Arm says demand for its new AGI CPU is surging as “agentic AI” takes off, prompting the company to significantly raise its long-term revenue expectations for the chip.
Unveiled in March, Arm’s AGI CPU was built specifically for the growing needs of agentic AI workloads, where systems must coordinate tasks, tools, and models efficiently at scale. The release also signaled a notable shift in Arm’s strategy. Rather than remaining primarily an IP licensing powerhouse, Arm is pushing deeper into production silicon, positioning its own CPU as a direct platform for next-generation data center deployments.
At launch, Arm projected roughly $1 billion in chip revenue tied to the AGI CPU. In its latest earnings update, Arm says it now expects that figure to exceed $2 billion by fiscal year 2028, effectively doubling its earlier estimate. The company attributes the upgrade to stronger-than-expected customer demand and enthusiastic market response.
Arm also highlighted growing adoption across the AI hardware and cloud ecosystem. Companies including OpenAI, Cerebras, Positron, and Rebellions are expected to integrate Arm’s AGI CPU alongside accelerator-based compute, using the CPU as a key part of broader AI systems. On the cloud side, AI providers are also lining up to secure supply, with European AI cloud provider Verda called out as one of the deployments, planning to use the AGI CPU for agentic AI orchestration.

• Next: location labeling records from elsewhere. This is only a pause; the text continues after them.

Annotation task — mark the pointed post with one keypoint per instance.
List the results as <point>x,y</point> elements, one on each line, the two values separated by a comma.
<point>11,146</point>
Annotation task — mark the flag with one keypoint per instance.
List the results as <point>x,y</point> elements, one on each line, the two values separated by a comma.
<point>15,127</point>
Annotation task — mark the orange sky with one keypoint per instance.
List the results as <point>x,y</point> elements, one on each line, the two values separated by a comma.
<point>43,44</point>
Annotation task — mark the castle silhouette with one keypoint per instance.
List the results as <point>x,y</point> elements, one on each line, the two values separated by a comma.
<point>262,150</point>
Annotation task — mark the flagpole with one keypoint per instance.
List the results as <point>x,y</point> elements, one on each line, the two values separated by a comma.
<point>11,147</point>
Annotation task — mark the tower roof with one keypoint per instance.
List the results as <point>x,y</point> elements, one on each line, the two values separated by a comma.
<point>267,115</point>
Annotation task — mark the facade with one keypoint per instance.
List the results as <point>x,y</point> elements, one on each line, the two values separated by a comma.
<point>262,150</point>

Beyond early integrations, Arm says AGI CPU-based commercial systems are already available for ordering through major OEM partners, including ASRock, Lenovo, Quanta, and Supermicro. That availability is important for enterprises that want a faster path from evaluation to deployment, especially as AI infrastructure spending accelerates.
Arm claims customer demand for the AGI CPU now totals more than $2 billion across fiscal year 2027 and fiscal year 2028, exceeding the levels it discussed during its earlier product event.

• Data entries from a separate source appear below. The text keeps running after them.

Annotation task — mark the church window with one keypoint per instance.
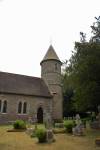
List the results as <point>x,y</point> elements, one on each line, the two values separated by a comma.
<point>20,107</point>
<point>0,105</point>
<point>24,107</point>
<point>56,66</point>
<point>4,107</point>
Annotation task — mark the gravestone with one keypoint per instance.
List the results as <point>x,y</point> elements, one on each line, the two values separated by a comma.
<point>96,123</point>
<point>79,128</point>
<point>49,131</point>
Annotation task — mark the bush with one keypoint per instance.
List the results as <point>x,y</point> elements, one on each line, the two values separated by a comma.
<point>58,121</point>
<point>19,124</point>
<point>41,135</point>
<point>59,125</point>
<point>69,125</point>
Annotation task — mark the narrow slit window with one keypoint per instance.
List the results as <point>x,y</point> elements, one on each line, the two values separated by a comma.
<point>24,108</point>
<point>19,107</point>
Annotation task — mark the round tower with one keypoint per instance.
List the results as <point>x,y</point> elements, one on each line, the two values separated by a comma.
<point>51,73</point>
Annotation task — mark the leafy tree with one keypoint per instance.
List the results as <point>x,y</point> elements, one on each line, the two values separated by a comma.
<point>82,73</point>
<point>85,74</point>
<point>96,30</point>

The company says momentum in Arm-based compute is also showing up in market share. Arm reports that its CPU compute share has reached 50% among top hyperscalers, naming Amazon, Google, and NVIDIA as key examples. If that trend continues, it strengthens Arm’s argument that its architecture is becoming a default choice for modern data center and AI infrastructure—especially for organizations looking beyond traditional x86 options.

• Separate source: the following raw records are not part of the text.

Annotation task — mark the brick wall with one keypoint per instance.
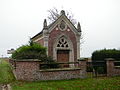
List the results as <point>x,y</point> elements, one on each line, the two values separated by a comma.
<point>29,71</point>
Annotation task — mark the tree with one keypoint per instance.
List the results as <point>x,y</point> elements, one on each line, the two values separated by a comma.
<point>55,13</point>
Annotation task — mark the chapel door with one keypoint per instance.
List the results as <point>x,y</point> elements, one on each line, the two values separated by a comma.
<point>63,56</point>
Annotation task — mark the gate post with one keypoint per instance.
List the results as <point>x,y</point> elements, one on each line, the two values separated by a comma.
<point>82,65</point>
<point>110,66</point>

Arm frames the AGI CPU as part of a broader “compute platform” approach, where customers can adopt Arm technology through IP, compute subsystems, or complete silicon while keeping the benefits of a common architecture and software ecosystem. With total Arm CPU shipments reaching 350 billion as of 2026 and an ecosystem of more than 22 million developers, Arm is positioning itself as not only pervasive at the edge, but increasingly influential in data centers powering large-scale AI and physical-world workloads.